The Killarney woman had the 20km walk bronze medal snatched from her by Italian Erica Alfrida with the finish almost in sight but managed to set an Irish record of 1:28.46.
In world terms it was a sensational improvement on her 10th placing in the Sydney Olympics with just a couple of the top performers in the world now operating outside of Europe.
And she practically had the bronze medal around her neck as she approached the Olympic Stadium.
However, it was taken away less than 500m from the finish of what was a gruelling and, at times, ferociously fought event.
For the Irish fans who lined the route in big numbers and then dashed back to the stadium to witness the finish it proved to be a cruel ending to what had been a spellbinding duel between two courageous women.
But it should not be allowed to overshadow this brilliant performance from the Killarney athlete.
O’Sullivan was the star performer in the race for the bronze medal once the leading pair, Olimpiada Ivanova and Yelena Nikolayeva of Russia, had powered clear.
Ivanova, the world champion, took the title in a championship record of 1:26.42 from Nikolayeva, the 1996 Olympic champion.
Nikolayeva had to let her compatriot go midway through the race and finished second in 1:28.20.
It appeared she might offer a major challenge to Ivanova, the world record holder, but adopted a more cautious approach when she received a warning that probably caused her to reflect on her disqualification in last year’s World Championships.
When Ivanova stormed out of the stadium in typical fashion a chasing group of 18 formed in her wake.
Gillian O’Sullivan had established herself as a key figure by the 5k mark with Ireland’s other representative, Olive Loughnane from Loughrea, just off the back.
“It was a tough race,” O’Sullivan said, recalling how some big names made their departure.
“The Russians were gone from the bell and then there was a chasing group but they got less and less.”
“I was surprised when the Norwegian girl (Kjersti Platzer) went and then I was even more surprised that the Spanish girl (Maria Vasco) actually dropped out.

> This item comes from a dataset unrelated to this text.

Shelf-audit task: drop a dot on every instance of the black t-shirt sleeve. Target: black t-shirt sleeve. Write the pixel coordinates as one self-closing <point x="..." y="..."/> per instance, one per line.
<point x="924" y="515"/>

That was very surprising because I expected her to go for a medal.”
O’Sullivan battled for control of the group with Platzer, until her surprise departure, and tAlfrida, passing 5k in 22:29 and 10k in 22:48 with the Italian now her only serious challenger for the bronze.
“I did a lot of the leading at the front of the group. You just could not let them go and at 10k I felt really good,” she said.
“Soon it came down to three of us and then there were just two.
“There was a tough race between me and the Italian girl. She would lead and then I would lead. We kept at it and then I managed to get clear.”
The race was decided around a 2k circuit and going out for the final time Gillian enjoyed a lead of almost 20m.
“But I always had that feeling that she would come back,” she said.
“I kept pressing forward and I gained a lot on her but then I felt that I was really hanging on.
“My breathing was gone and my legs were wobbling.
“I knew there was danger about but I did not think she was actually that close.
“At around 18km I felt I was really working and I felt I had about 10m on her.
“I knew I was at my max and it was just a matter of how long I could hold it that and it hit me all of a sudden with 1km to go. My legs were wobbling. Then, with just about 500m remaining she came past me.”
Few expected the change in this struggle for third place at such a critical point. The Italian dug amazingly deep into her reserves to reel in the Irish woman and claim the bronze.
Olive Loughnane also gave a sterling performance yesterday, battling her way back from 21st place to finish 13th in 1:33:08, her second fastest time ever. She also finished 13th in the world championships in Edmonton last year.
“In fairness, there is nothing wrong with two in the top 13,” she said.
“We had a walker fourth and Robert Heffernan was eighth, and with Sonia’s second last night we are doing very well out here.”